I Wish I Could Play Guitar

Upon my conception, those dastardly genetic fairies played a very cruel trick on me. Perhaps they had a bad day at the fairy office, or didn't get done with all their TPS reports, but for whatever reason they deemed it necessary to pull a real dick-move on an the unsuspecting fetus occupying my mother's womb (how's that for imagery?). When Martin Alosha Robinson II was birthed in the fine town of Columbia, Missouri, out came a child who loved nothing in the world as much as he loved music. At the same time, out came a child who was completely incapable of carrying any semblance of a musical tune, horrifyingly unable to schematically grasp music in its simplest form. I'm not talking about two different babies.
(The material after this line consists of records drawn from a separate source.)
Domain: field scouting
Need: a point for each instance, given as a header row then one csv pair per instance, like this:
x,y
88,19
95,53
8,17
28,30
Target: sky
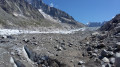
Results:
x,y
86,11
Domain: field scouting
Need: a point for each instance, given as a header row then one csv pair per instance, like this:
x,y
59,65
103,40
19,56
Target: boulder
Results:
x,y
105,60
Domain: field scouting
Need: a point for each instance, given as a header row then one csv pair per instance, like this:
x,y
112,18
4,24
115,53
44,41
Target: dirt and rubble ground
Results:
x,y
79,49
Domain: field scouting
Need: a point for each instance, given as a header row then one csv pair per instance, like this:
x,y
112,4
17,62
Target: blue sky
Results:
x,y
88,10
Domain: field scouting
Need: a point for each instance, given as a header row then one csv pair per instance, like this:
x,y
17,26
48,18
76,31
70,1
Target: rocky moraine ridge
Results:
x,y
80,49
86,47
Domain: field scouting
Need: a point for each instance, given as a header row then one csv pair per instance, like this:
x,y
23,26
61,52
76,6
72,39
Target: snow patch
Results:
x,y
46,16
15,32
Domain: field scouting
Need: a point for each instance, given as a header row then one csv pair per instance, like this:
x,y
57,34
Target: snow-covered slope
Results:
x,y
15,32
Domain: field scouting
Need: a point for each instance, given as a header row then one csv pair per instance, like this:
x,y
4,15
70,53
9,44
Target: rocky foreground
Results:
x,y
41,50
79,49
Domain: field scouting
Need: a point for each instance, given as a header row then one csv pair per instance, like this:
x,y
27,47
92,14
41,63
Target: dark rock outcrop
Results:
x,y
113,25
54,12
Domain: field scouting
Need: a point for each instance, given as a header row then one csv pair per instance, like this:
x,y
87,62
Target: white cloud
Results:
x,y
51,5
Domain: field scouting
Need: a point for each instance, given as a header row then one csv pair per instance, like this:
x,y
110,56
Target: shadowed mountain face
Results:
x,y
113,25
20,8
20,14
53,12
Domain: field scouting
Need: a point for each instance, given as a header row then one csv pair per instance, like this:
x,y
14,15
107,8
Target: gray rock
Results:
x,y
104,53
112,60
118,45
81,62
117,54
106,60
4,36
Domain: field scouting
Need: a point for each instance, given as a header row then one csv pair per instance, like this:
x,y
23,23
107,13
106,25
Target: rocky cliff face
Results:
x,y
55,13
113,25
20,8
95,24
32,14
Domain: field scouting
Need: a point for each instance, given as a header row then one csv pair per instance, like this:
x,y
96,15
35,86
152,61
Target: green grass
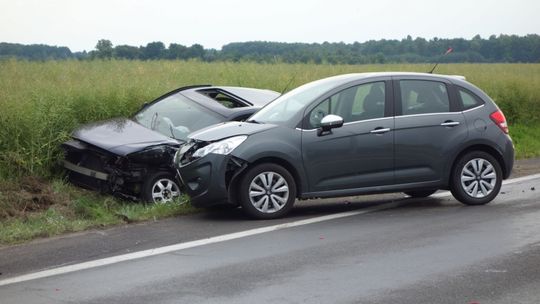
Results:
x,y
76,210
42,102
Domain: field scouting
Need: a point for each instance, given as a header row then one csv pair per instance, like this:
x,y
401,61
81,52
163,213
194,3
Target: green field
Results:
x,y
42,102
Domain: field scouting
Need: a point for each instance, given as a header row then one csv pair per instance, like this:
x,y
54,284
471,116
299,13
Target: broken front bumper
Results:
x,y
85,171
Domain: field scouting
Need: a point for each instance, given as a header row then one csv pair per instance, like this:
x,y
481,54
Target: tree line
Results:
x,y
502,48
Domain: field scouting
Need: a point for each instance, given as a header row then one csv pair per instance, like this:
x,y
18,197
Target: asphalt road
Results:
x,y
432,250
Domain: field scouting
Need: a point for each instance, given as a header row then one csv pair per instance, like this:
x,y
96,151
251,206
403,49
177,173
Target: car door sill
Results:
x,y
373,190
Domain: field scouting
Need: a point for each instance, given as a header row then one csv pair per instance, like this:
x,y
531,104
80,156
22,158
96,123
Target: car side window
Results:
x,y
365,101
468,99
423,96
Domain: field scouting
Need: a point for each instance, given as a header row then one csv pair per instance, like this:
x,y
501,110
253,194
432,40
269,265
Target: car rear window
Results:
x,y
469,100
423,96
223,98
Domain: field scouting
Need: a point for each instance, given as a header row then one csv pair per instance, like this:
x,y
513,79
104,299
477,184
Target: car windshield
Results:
x,y
176,116
288,105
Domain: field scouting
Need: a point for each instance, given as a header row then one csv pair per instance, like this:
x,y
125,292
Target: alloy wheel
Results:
x,y
268,192
478,178
164,190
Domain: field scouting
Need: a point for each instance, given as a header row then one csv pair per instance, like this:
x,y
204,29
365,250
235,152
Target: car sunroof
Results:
x,y
224,98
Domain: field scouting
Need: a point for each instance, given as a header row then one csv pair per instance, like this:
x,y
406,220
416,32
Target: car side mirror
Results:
x,y
328,123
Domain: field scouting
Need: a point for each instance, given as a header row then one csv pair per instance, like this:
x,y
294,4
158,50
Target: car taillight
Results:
x,y
499,119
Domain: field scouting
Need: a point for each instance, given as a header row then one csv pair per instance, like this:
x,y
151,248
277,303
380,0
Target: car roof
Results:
x,y
252,99
358,76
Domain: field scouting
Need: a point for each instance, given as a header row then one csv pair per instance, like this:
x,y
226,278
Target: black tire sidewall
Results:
x,y
244,190
457,190
146,189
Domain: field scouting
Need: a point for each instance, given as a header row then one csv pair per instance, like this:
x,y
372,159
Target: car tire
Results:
x,y
267,191
420,193
160,187
476,178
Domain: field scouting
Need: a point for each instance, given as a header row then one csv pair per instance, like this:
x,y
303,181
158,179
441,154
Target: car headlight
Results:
x,y
223,147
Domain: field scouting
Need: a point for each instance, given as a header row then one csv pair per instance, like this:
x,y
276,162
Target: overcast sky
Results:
x,y
80,24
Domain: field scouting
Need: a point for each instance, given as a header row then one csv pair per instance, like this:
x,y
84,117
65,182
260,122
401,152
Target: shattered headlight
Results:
x,y
223,147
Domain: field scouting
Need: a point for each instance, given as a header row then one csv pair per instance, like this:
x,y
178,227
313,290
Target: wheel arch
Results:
x,y
479,147
274,160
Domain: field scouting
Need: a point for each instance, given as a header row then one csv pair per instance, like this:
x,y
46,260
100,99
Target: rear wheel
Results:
x,y
420,193
267,191
476,178
160,187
Although music in most all forms appeals to me, to unspeakable lengths, my true passion is rock. Rock is a very broad term, an all-encompassing mega-genre. When it began, rock was Elvis Presley knocking down barriers to the thrumming of guitar with his arousing hip-thrusts. Later, it was the Beatles popping ecstasy like aspirin plucking their acoustic guitars like foreign objects and on their better days upstaging Mr. Christ. Now, rock can be just about anything. Like a weird, dysfunctional family with overbearing parents, rock and roll has ceased to be a recognizable name and has instead diverged into bizarre, likely completely unrecognizable subgenres if not for the fact that they all carry their parents' trademark cleft lip. (that was a WAY better analogy in my head) 

Tool and Phish thrash their guitar and scream obscenity laden somethings at the top of their lungs. Blink 182 and Sum 41 mix hard rock ideals with poppy vocals, melodic guitar hooks and catchy choruses. Neutral Milk Hotel and Pavement combine intentionally shaky, too-cool-to-sing-conventionally mumblings with non-sequitur lyrics and confusing unaligned guitar strumming. Although I am more taken with some of the aforementioned sub-genres than others, they are all tolerable in their own capacity. They are united, however, by the guitar. I love the guitar.

I've tried to learn the guitar. It's not happening. Not only is it way more work than I will probably ever bring myself to accomplish solely on the empty fumes of self-motivation, but I can't do it. My hands fumble clumsily over the strings and my muscle memory fails me every time I attempt to deftly switch chords. If I one day by some miracle figured out how to play a song that doesn't begin with "Smoke" and end with "Water", it'd be pointless anyway because I'd have to carry around an aptly-voiced singer on my back at all times if I wished to put together any sort of performance. I do have a pretty big backpack...

Boo. I seriously want to play guitar.